YARGITAY KARARI
DAİRE : 17. Hukuk Dairesi
ESAS NO : 2014/358
KARAR NO : 2014/586
KARAR TARİHİ : 20.01.2014
MAHKEMESİ : İstanbul Anadolu 19. Sulh Hukuk Mahkemesi
TARİHİ : 12/09/2013
NUMARASI : 2013/119-2013/546
Taraflar arasındaki itirazın iptali davasının yapılan yargılaması sonunda; kararda yazılı nedenlerden dolayı davanın kabulüne dair verilen hükmün süresi içinde davalı H.. K.. vekili tarafından temyiz edilmesi üzerine dosya incelendi, gereği düşünüldü:
-K A R A R-
Davacı vekili, dava dilekçesinde müvekkiline sigortalı aracın davalılardan S.. Ç..’nin maliki, H.. K..’in sevk ve idaresindeki aracın çarpması sonucu hasarlandığını belirtip, sigortalısına ödediği hasar bedelinin davalılardan rücuen tahsili için yaptığı icra takibine vaki itirazın iptali ile takibin devamına ve icra inkar tazminatına karar verilmesini istemiştir.
Davalı H.. K.. kusura itiraz ederek davanın reddini savunmuştur.
Davalı S.. Ç.., aracı harici olarak diğer davalıya sattığını ve zilyetliğini devrettiğini belirterek davanın reddine karar verilmesini istemiştir.
Mahkemece toplanan delillere ve tüm dosya kapsamına göre davalıların Kartal 3. İcra Müdürlüğü’nün 2010/8739 sayılı dosyası ve yaptıkları itirazın iptaline, takibin devamına, asıl alacak üzerinden %20 icra inkar tazminatının davalılardan tahsiline karar verilmiş, hüküm davalı H.. K.. tarafından temyiz edilmiştir.
1-Dava, dava dilekçesine göre TTK’nun 1301. (6100 sayılı TTK’nun 1472) maddesinden kaynaklanan rücuen tazminat alacağının tahsili için yapılan icra takibine vaki itirazın iptali istemine ilişkindir.
Davacı vekili, davalıların maliki ve sürücüsü olduğu aracın çarpması sonucu müvekkiline ait araçta meydana gelen zarar için ödedikleri hasar bedelinin rücuen tahsili için yaptıkları icra takibine vaki itirazın iptali ile takibin devamını talep ettiklerini belirtmiş ise de dava dilekçesinin ekinde ve icra dosyasının arasında bulunan davacı sigorta şirketi tarafından davalılara yazılan 18.11.2009 günlü ihtar yazılarından, davacıya trafik sigortalı aracın davalıların maliki ve sürücüsü olduğu araçla çarpışması sonucu davalıların aracında meydana gelen zarar için ödenen bedelin davacıya trafik sigortalı araç sürücüsünün kusursuz olduğunun anlaşılması nedeniyle geri ödenmesinin talep edildiği anlaşılmaktadır.
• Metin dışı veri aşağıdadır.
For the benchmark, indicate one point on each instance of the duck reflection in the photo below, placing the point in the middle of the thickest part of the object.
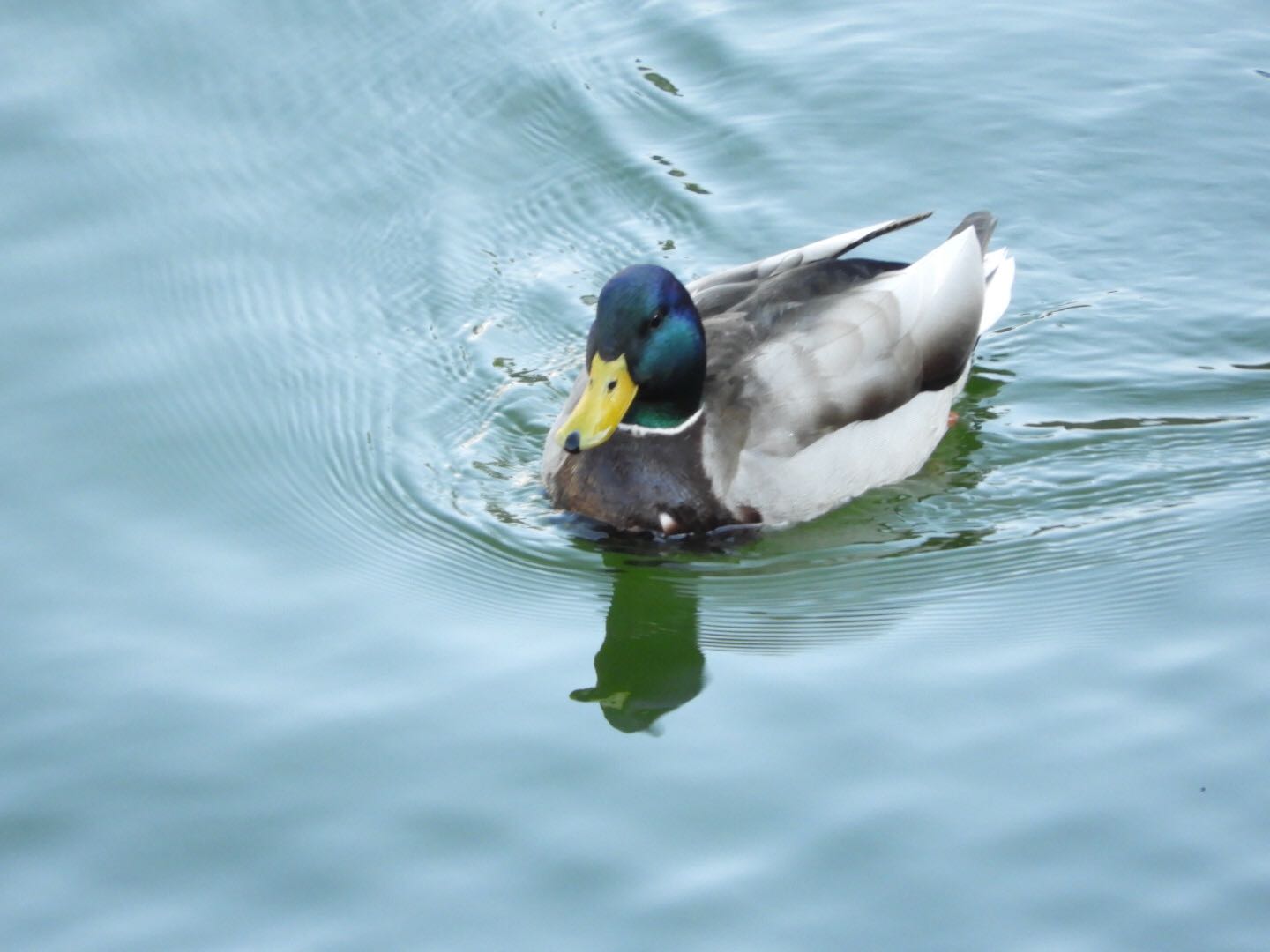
(651, 661)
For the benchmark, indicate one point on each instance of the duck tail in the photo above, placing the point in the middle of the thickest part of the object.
(983, 224)
(998, 267)
(998, 279)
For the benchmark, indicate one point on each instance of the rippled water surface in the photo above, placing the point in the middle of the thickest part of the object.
(296, 654)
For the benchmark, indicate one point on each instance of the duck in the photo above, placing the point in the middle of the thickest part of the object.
(771, 392)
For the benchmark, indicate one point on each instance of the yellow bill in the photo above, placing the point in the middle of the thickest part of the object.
(609, 392)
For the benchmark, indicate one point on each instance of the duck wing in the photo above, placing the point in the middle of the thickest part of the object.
(719, 292)
(820, 346)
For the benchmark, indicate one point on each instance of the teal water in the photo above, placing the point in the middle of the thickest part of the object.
(296, 657)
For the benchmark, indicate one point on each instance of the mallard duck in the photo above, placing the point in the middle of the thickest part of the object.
(775, 391)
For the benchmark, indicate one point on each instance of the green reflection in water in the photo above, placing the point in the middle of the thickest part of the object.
(651, 661)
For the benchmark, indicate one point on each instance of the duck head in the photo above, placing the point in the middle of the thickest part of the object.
(646, 358)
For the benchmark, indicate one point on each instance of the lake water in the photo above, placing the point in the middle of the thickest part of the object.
(296, 654)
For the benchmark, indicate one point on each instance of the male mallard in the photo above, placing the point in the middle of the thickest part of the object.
(773, 391)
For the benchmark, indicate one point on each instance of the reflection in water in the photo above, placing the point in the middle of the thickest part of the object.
(651, 661)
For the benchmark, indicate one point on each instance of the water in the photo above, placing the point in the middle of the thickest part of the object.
(297, 658)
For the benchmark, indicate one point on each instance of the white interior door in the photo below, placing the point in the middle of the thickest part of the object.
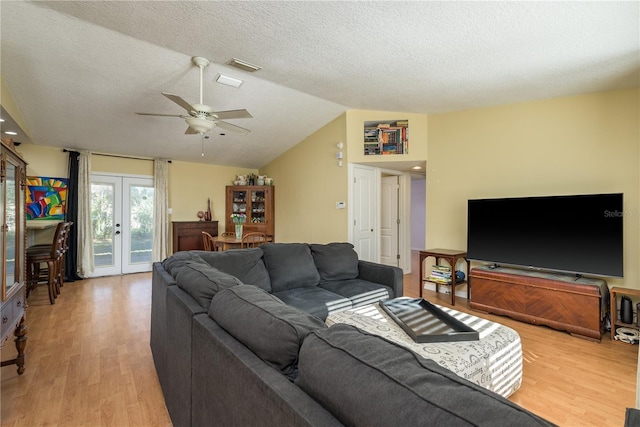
(122, 220)
(389, 224)
(365, 204)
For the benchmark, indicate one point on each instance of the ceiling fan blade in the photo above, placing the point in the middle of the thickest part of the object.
(233, 114)
(159, 115)
(232, 128)
(181, 102)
Bu iddiayı destekler şekilde dava dilekçesi ekinde trafik sigorta poliçesi sureti bulunmakta, kasko sigorta poliçesi olmadığı görülmektedir.
Bu durumda davacı ile sigortalısı arasında kasko sigorta poliçesinin ve ödeme belgesinin dosyaya ibrazının sağlanması ile dava dilekçesi, dava dilekçesi ekindeki 18.11.2009 günlü ihtar yazıları içeriği de dikkate alınarak davacı vekiline açıklattırılıp, icra takibinin davacıya sigortalı araçta meydana gelen zarar ödemesi için mi yoksa davalıların maliki ve sürücüsü olduğu karşı araçtaki zarar ödemesinin geri tahsili için mi yapıldığı tespit edilerek sonucuna göre deliller değerlendirilip yapılacak yargılama sonunda karar verilmesi gerekirken eksik araştırma ve inceleme ile yazılı biçimde hüküm kurulması doğru görülmemiştir.
2-Bozma nedenine göre davalı H.. K.. vekilinin diğer temyiz itirazlarının şimdilik incelenmesine yer olmadığına karar vermek gerekmiştir.
SONUÇ : Yukarıda (1) nolu bentte açıklanan nedenlerle davalı H.. K.. vekilinin temyiz itirazlarının kabulü ile hükmün BOZULMASINA, (2) nolu bentte açıklanan nedenlerle davalı H.. K.. vekilinin diğer temyiz itirazlarının şimdilik incelenmesine yer olmadığına, peşin alınan harcın istek halinde temyiz eden davalı H.. K..’e geri verilmesine 20.1.2014 gününde oybirliğiyle karar verildi.